Paolo Manfredi, responsabile delle strategie digitali di Confartigianato Imprese, evidenzia come, per una ripresa sociale ed economica dopo la pandemia, ci sia ancora più bisogno di puntare sulle competenze. Abbiamo parlato con lui di scenari e strategie per la ripartenza.

<<La selezione darwiniana delle imprese passerà anche per quelle che saranno state in grado non solo di sopravvivere, ma di rispondere ai bisogni del nuovo mondo>>.

Paolo Manfredi

Il mondo dopo la pandemia sarà molto diverso da quello che abbiamo conosciuto finora. Realisticamente, cosa dobbiamo aspettarci?

Purtroppo non lo sappiamo, anche perché molto dipenderà dalla durata delle limitazioni alla possibilità di spostarsi e all’operatività dell’economia. Io sono ottimista per natura, ma le prospettive sul versante sono tutt’altro che tranquillizzanti, almeno nel breve-medio periodo. Oggi non sappiamo quante imprese avranno la forza, le risorse e la voglia di riaprire e da questo dipenderanno gli scenari occupazionali ed economici.

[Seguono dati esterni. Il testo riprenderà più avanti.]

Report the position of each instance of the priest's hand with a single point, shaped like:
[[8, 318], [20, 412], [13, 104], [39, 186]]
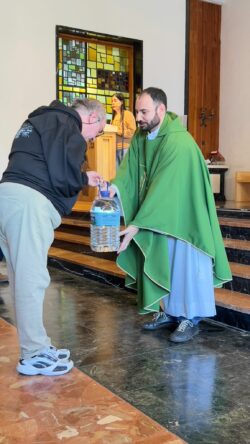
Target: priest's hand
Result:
[[94, 178], [128, 234]]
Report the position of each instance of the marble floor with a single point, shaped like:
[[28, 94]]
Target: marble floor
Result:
[[199, 391]]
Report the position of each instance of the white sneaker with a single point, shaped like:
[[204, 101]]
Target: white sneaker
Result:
[[44, 364], [60, 353]]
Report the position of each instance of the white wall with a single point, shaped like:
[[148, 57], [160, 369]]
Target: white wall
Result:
[[27, 31], [235, 89]]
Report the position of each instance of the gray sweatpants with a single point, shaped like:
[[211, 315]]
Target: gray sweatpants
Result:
[[27, 223]]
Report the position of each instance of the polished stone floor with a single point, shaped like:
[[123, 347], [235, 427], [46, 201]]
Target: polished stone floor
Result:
[[200, 391]]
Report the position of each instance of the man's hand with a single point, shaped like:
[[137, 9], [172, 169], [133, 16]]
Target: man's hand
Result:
[[128, 234], [94, 178]]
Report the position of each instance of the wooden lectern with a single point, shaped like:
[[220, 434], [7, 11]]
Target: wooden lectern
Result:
[[101, 157]]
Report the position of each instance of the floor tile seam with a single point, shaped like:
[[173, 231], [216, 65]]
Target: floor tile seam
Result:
[[123, 358]]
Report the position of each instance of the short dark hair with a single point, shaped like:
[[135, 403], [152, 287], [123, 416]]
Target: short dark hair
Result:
[[156, 94], [88, 106]]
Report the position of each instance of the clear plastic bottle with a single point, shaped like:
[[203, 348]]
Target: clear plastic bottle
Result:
[[105, 224]]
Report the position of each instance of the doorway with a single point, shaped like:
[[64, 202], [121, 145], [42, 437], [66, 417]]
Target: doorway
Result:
[[203, 73]]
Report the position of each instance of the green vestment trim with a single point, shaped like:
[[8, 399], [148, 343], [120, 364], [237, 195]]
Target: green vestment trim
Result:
[[165, 190]]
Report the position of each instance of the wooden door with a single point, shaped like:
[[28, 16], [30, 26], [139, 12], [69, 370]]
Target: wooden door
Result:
[[203, 73]]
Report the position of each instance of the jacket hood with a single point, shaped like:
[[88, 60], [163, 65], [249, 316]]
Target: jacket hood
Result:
[[57, 106]]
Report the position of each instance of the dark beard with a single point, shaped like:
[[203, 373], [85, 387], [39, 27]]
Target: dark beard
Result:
[[151, 125]]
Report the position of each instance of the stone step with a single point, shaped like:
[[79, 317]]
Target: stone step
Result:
[[238, 250], [233, 308], [235, 228], [72, 238], [75, 222], [234, 222], [232, 300], [237, 244], [240, 270]]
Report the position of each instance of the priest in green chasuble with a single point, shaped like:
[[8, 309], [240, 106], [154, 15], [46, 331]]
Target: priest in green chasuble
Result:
[[172, 250]]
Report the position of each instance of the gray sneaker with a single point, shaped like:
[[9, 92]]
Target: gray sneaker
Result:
[[160, 319], [184, 332]]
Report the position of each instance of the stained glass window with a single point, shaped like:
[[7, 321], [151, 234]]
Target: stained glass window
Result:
[[94, 70]]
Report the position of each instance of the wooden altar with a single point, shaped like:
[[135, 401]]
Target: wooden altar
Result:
[[101, 157]]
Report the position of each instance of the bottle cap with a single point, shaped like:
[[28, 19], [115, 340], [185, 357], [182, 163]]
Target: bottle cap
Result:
[[104, 193]]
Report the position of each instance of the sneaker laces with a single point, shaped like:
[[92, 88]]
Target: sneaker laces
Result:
[[158, 315], [184, 324]]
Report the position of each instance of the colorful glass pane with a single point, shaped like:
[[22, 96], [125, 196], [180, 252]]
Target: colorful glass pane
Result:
[[92, 70]]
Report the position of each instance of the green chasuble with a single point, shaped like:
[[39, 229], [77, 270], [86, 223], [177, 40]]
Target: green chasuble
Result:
[[165, 190]]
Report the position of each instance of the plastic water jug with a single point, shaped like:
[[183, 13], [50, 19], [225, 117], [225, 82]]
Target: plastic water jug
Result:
[[105, 224]]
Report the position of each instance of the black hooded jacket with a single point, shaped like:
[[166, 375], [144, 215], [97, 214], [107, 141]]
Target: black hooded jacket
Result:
[[47, 154]]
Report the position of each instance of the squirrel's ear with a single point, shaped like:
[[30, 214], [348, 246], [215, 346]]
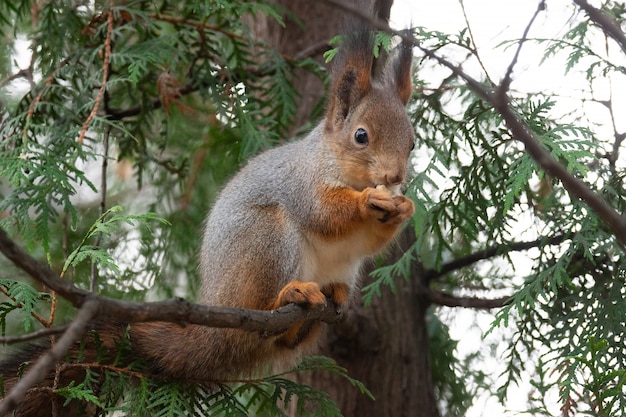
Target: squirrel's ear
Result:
[[402, 71], [352, 76]]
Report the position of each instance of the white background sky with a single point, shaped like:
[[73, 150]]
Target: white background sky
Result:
[[491, 22]]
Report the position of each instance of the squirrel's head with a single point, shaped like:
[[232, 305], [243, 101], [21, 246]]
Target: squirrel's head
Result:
[[366, 121]]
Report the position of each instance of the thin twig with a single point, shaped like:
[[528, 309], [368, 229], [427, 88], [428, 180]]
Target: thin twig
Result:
[[36, 316], [505, 84], [105, 73], [103, 204], [43, 365], [490, 252], [7, 340], [448, 300], [606, 23], [475, 46]]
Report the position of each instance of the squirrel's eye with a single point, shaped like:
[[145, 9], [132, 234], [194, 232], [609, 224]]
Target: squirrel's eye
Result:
[[360, 136]]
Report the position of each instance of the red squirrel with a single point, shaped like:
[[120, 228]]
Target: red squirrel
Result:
[[294, 226]]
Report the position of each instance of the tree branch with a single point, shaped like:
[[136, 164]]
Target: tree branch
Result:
[[174, 310], [47, 361], [448, 300], [7, 340], [90, 305], [489, 252], [520, 131], [608, 25]]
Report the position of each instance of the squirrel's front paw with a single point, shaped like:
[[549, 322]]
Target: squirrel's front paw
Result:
[[379, 204], [306, 294], [405, 210]]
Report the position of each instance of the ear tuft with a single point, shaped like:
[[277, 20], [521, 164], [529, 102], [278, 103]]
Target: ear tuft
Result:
[[402, 70], [352, 75]]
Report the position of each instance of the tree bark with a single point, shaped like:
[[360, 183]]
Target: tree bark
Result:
[[385, 346]]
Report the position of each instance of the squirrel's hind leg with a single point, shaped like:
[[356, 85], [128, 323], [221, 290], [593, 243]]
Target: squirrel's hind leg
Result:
[[308, 294]]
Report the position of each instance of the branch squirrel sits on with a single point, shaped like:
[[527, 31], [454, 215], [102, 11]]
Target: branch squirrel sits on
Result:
[[293, 226]]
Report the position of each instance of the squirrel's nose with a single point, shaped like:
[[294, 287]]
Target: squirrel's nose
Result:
[[393, 179]]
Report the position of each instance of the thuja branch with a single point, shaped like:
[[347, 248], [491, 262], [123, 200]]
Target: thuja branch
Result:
[[105, 73], [174, 310], [490, 252], [520, 130], [43, 365]]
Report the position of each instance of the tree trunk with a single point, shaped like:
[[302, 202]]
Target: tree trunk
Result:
[[385, 346]]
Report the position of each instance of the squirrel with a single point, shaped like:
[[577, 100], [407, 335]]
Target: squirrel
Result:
[[295, 225]]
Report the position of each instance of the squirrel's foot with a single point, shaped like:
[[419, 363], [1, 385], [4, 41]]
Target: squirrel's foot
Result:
[[339, 293], [307, 294]]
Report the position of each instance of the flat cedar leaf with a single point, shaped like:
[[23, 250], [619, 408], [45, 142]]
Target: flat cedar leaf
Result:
[[78, 392]]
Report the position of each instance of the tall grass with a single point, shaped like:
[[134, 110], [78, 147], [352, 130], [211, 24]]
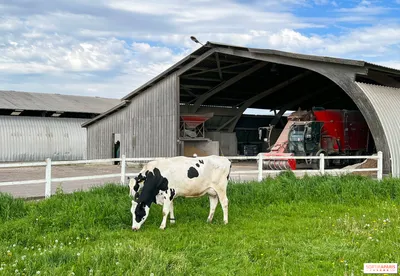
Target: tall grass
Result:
[[319, 225]]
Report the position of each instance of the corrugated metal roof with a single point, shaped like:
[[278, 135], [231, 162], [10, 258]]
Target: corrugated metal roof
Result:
[[55, 102], [386, 101], [26, 139], [210, 45]]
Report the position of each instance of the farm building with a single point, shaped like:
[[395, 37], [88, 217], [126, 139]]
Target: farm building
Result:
[[197, 105], [36, 126]]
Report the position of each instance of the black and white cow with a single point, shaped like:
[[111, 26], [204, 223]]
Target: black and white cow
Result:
[[161, 181]]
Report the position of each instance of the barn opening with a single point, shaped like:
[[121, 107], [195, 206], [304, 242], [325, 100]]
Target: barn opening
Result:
[[228, 105]]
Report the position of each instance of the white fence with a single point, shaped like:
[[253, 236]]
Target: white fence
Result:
[[260, 158]]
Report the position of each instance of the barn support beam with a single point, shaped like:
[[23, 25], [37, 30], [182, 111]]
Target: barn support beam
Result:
[[222, 68], [226, 84], [264, 94], [219, 66]]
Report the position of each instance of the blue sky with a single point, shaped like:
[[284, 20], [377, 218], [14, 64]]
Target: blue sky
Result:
[[108, 48]]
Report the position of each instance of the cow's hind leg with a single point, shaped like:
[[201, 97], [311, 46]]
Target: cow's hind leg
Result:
[[166, 210], [223, 199], [213, 206], [171, 213]]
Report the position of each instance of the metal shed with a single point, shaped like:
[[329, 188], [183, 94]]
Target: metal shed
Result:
[[36, 126], [226, 80]]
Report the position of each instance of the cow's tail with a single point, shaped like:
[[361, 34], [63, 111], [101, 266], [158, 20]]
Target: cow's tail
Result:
[[229, 171]]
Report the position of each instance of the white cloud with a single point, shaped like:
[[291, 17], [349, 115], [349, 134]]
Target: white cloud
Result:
[[108, 48]]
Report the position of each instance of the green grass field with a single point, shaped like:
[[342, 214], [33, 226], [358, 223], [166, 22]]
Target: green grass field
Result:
[[285, 226]]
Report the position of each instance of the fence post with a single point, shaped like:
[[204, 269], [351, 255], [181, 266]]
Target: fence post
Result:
[[47, 189], [322, 163], [260, 165], [123, 169], [379, 175]]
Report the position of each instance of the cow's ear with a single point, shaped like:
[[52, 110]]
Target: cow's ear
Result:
[[163, 184]]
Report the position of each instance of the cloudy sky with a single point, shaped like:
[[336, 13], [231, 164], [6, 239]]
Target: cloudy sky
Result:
[[108, 48]]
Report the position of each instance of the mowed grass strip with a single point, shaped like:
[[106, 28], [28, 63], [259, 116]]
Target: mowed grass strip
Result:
[[320, 225]]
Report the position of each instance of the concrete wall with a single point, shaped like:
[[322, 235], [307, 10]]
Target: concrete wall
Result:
[[227, 142], [201, 148]]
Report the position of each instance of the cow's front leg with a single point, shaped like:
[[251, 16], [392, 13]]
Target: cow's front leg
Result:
[[171, 213], [166, 209]]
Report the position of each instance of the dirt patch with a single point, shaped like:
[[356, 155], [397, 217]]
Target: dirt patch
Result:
[[367, 164]]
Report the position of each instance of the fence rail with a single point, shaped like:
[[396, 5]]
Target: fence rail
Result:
[[260, 158]]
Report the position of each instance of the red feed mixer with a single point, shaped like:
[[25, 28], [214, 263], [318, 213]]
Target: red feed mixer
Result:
[[332, 132]]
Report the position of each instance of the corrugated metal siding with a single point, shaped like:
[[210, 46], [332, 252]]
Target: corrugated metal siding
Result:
[[386, 102], [148, 125], [37, 138], [55, 102]]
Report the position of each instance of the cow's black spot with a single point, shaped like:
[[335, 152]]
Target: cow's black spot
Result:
[[154, 183], [172, 194], [192, 173], [140, 212], [230, 168]]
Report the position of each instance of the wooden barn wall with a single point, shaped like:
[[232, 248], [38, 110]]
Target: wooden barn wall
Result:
[[148, 125]]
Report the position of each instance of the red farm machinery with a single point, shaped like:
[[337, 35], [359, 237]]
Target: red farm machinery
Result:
[[310, 133]]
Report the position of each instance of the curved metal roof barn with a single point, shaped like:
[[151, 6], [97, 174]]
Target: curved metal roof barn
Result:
[[226, 80]]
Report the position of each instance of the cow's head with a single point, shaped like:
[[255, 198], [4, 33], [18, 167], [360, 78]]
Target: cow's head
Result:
[[154, 183], [135, 185]]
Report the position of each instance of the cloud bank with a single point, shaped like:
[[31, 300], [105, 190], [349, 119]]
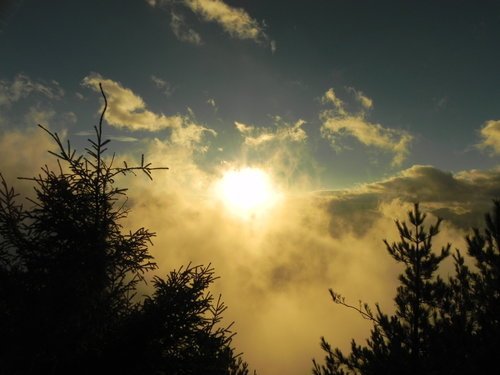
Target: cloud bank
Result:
[[339, 123]]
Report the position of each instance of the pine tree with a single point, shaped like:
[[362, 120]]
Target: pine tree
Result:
[[398, 344], [69, 274]]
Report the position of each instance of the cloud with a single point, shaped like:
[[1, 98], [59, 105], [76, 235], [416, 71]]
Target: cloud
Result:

Certo, le risorse pubbliche possono in parte alleviare il problema, se distribuite con criterio, velocemente, a chi ne ha più bisogno e può massimizzarne il valore in termini di livelli occupazionali e ritorno economico. Purtroppo è probabile che perderemo a breve una parte della nostra base produttiva. Altro tema inedito per la nostra generazione e per quelle successive è il ruolo sempre più largo che avrà lo Stato nell’economia, come garante dei prestiti oggi, ma anche come regolatore ed esattore del debito domani. Oggi abbiamo disperatamente bisogno di risorse che solo il pubblico può mobilitare, dobbiamo vigilare per non pentircene domani.

In pieno lockdown le aziende hanno dovuto adattarsi alle mutate esigenze sperimentando flessibilità e Smart Working con un massiccio ricorso alla tecnologia. Quali le ricadute? Vede misure positive da adottare anche nell’immediato futuro?

Si è finalmente capito che la tecnologia può avere un aspetto di semplicità d’uso e diventare familiare anche al di là delle competenze di ognuno. Capendo questo, si sono in parte superati i timori che la tecnologia avrebbe tolto lavoro e libertà o l’indifferenza di chi diceva “non è per me”. Alcune cose rientreranno, perché ad esempio andare a scuola o andare almeno una parte del tempo in ufficio ha un valore in sé, che non è completamente virtualizzabile. D’altra parte alcune tecnologie, penso all’e-commerce anche di prossimità, ci accompagneranno a lungo e diventeranno quotidiane, come lo è diventato il telefono cellulare. Bisognerebbe partire da questo passo in avanti per lavorare agli step successivi, maggiore familiarità diffusa con la tecnologia, più competenze, maggiore adozione di soluzioni anche più raffinate.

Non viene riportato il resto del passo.